III. The CONDITIONS of this inspiration.

1. We must watch against the temper of unbelief. We discern a thing only when we are in the mood to see it, to hear it, to know it. And it is entirely true that we apprehend the things of the higher world and the higher life just as we have a certain affinity with them. I deny altogether that the mood of doubt is the becoming mood of a theologian. The mood of the artist is the receptive mood. We are sometimes told how some grand melody, picture, or poem originated in a most trivial incident, but this only shows how exceedingly delicate was the susceptibility of the artist; he must have possessed a peculiar alertness and responsiveness of soul. A cold, critical temper would mean a poor artist. Did not Columbus expect to see America? Is America, therefore, a baseless fabric? Columbus saw America because he was prepared to see it, and the true attitude to unknown worlds is the expectant attitude of the astronomer looking for a star mathematically inferred, but not hitherto seen, of the chemist searching for an element indicated, but not yet demonstrated. We lose much by cherishing the spirit of doubt. Preachers are men who ought to live in the mood of meditation and susceptibility — waiting, listening, looking, hoping; and so does God whisper into their wakened ear great and gracious truths.
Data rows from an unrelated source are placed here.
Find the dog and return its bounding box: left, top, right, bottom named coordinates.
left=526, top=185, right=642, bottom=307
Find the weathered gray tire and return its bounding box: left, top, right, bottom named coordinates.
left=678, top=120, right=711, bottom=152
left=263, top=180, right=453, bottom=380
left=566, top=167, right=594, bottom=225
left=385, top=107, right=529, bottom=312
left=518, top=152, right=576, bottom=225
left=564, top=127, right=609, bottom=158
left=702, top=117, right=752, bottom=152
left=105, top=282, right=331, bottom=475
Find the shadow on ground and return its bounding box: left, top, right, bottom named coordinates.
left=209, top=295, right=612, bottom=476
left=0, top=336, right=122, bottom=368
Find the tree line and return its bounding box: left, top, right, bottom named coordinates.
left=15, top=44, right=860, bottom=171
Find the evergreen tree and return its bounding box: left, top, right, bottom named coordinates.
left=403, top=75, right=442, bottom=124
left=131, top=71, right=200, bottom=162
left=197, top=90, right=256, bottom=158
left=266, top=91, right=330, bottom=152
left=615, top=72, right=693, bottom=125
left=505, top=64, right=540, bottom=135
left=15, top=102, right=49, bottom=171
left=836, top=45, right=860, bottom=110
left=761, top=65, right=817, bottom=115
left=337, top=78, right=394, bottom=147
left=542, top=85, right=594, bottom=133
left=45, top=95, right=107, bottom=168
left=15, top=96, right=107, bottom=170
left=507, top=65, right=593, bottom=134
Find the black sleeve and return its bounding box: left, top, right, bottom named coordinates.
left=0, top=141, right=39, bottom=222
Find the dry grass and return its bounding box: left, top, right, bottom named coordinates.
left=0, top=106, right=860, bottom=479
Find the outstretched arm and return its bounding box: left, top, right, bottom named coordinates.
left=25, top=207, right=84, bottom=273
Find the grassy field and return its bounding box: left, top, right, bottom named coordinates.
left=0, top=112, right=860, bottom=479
2. We must be on our guard against the spirit of worldliness. It has been noticed that the greatest naturalists, poets, and philosophers are singularly unworldly men. It seems as if they can see the rarer beauty of the world, hear the music of the spheres, catch the subtler suggestions of phenomena only as they are free from all secularity of spirit. The best and the highest of the things that are seen are discerned and appreciated only by men cleansed from the spirit of greed, and pride, and self. And this in a very high degree is true of the preacher. It is only when the eye is single that the whole body is full of light.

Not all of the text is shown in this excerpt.